Bu Haftanın “Takılanlar”ı
İsrail’in olası yeni askeri hamlesinin geniş çaplı çatışmaya dönüşmesi hatta İsrail - Filistin sınırlarını aşması söz konusu olabilir. Zira daha önce İsrail’in çevreden (Suriye ve Lübnan) gelebilecek İran tehdidine karşı hazırlık yaptığı da konuşuluyordu. 28 Mart’ta İsrail’de düzenlenen ve İsrail, ABD, Mısır, BAE, Fas ile Bahreyn'in dışişleri bakanlarını bir araya getiren Negev Zirvesi sonrasında İsrailli yetkililerin İran tehdidine vurgu yapan açıklamaları da bu noktada anlam kazanıyor.
Bilindiği gibi İran, Suriye’deki varlığının yanı sıra milis gruplar gibi vekil unsurlar üzerinden de hareket ediyor.
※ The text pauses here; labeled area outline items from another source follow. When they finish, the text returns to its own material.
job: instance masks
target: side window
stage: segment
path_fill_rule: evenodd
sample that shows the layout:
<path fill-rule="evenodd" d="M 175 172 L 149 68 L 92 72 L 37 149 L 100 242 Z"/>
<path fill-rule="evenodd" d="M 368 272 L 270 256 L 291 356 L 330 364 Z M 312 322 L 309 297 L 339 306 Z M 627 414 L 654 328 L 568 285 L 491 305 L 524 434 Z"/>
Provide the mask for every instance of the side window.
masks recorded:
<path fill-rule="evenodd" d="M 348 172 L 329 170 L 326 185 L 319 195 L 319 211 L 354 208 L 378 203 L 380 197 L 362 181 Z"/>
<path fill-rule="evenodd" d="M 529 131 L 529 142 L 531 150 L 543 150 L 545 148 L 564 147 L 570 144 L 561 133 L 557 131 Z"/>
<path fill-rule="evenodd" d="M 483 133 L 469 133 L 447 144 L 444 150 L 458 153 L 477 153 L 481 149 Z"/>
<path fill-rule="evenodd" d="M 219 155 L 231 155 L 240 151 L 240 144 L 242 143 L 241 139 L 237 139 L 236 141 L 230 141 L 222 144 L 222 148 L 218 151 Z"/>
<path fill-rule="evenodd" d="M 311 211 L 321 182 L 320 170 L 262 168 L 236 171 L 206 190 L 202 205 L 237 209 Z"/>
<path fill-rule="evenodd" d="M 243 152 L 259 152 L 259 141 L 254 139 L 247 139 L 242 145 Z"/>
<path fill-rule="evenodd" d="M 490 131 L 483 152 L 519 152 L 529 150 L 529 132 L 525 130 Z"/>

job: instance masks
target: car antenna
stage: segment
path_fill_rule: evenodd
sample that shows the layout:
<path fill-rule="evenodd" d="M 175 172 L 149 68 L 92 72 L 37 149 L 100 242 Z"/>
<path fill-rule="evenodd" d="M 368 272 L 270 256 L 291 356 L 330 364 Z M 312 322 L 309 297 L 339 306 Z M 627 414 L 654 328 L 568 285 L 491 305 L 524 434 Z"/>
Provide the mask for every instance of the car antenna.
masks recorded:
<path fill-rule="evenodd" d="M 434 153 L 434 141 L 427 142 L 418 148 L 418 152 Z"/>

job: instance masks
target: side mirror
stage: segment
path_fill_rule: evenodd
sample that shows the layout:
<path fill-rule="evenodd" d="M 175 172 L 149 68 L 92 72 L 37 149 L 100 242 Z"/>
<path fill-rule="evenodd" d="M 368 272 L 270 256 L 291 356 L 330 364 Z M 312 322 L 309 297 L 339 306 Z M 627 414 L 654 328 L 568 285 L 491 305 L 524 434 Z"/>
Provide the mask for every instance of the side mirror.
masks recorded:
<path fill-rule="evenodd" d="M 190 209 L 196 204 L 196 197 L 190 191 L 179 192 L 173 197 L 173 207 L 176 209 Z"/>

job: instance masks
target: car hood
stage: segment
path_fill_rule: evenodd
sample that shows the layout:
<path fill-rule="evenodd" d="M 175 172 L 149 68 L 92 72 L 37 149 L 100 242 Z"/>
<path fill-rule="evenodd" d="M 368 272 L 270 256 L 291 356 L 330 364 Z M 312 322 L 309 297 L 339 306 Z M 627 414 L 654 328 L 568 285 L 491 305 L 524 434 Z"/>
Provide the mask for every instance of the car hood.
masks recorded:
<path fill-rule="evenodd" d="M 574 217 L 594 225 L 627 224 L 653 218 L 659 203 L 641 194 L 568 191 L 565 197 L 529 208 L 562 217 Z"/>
Son dönemde Yemen’deki İran destekli Husilerin Suudi Arabistan ve BAE’deki saldırıları, bu anlamda ön plana çıkıyor. Ayrıca İran’ın desteklediği Lübnan Hizbullahı da İsrail açısından önemli bir tehdit unsuru. 2006’daki Hizbullah - İsrail savaşı halen akıllarda. 2006'yla karşılaştırıldığında, Hizbullah’ın silah kapasitesini 6 kat artırdığı, bir kısmı hassas vuruş kapasitesine sahip 130 binlik bir füze envanterine ulaştığı söyleniyor. Bu noktada İsrail’in geniş çaplı bir planlamayla risk tanımlamalarını genişletmesi ve farklı coğrafyalarda askeri müdahalelerde bulunması, kapsamlı bir çatışma dinamiği ortaya çıkarabilir. Bu durumda Ortadoğu’daki normalleşme çabalarının da baltalanması söz konusu olabilir.
Bilgay Duman
Türkiye’de hem muhalif medyanın hem de İslamcı kesimin çok sevdiği Haaretz gazetesi herkesin bildiği gibi İsrail’deki muhaliflerin ana odağı. Ancak bazen gerçekten sadece eleştirmek için eleştirdiği de bir gerçek. Necef Zirvesinin tarihi falan olmadığını yazarak görüşmeleri yerden yere vurmaları bunu gösteriyor. 1978’deki Camp David Sözleşmesi tarihiymiş ama bu öyle miymiş? Biliyorsunuz, hangi zirveye tarihi diyelim hangisine demeyelim bu arkadaşlar belirliyor.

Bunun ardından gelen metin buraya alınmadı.